The NYCLU conducted an exhaustive inquiry into the policies of each police department. Through our interaction, we have found that the Troy Police Department:
- Stated in its policy on the use of deadly force that deadly force is only permissible when authorized by state law and that officers are responsible for knowing what that law says, but the policy did not go further in discussing the actual requirements or limitations of that state law.
- Encouraged officers not to use a Taser—a less lethal force option—when an officer is clearly justified in using deadly force instead.
- Conflated “frisks” and “searches” in its use of force training materials, and included instructions for what an officer should do when searching someone in a section on how to properly conduct a frisk. Frisks and searches are distinct legal terms, and frisks are supposed to be more limited. The training also conflated the legal standards for a frisk with the less stringent standard that applies to stops.
- Did not provide demographic information on more than 90% of its use of force reports from 2012-2014. Meanwhile, the Department provided data showing that black people were disproportionately arrested for low-level offenses, making up 69% of arrests for low-level marijuana offenses despite accounting for only 15% of the city’s population.

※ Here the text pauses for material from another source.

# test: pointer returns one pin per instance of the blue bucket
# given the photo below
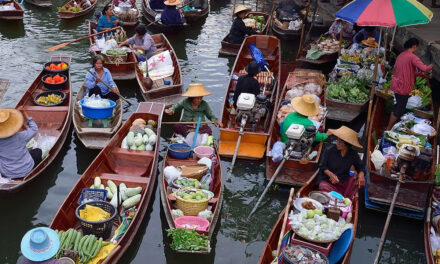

Policy Spotlight: Stop and Frisk
New York and federal law on police stops and field interviews is complex, so it is essential for police departments to have policies in place that provide accurate and lawful standards governing how officers should perform them. These types of encounters are among the most common interactions between police and members of the public. They are also some of the least transparency and most susceptible to abuse. The potential for abuse is heightened when department training documents provide incomplete legal standards and conflate legally distinct terms. By law, officers can only frisk a person if they have reason to believe that the person has a weapon that poses a threat to the officer’s safety. But the Troy Police Department’s training materials on frisks only discuss the lower standard that officers must meet for conducting a stop, which is never sufficient to justify a frisk by itself. And while, legally, officers can only reach into pockets during a frisk if they feel a weapon, the Troy Police Department’s training materials repeatedly describe an officer’s actions during a frisk as a “search” and instruct the officers to look into a person’s pockets without noting the actual legal limitations on doing so. The Troy Department needs to improve its training materials on frisks and incorporate accurate and lawful standards for stops and field interviews into its policies.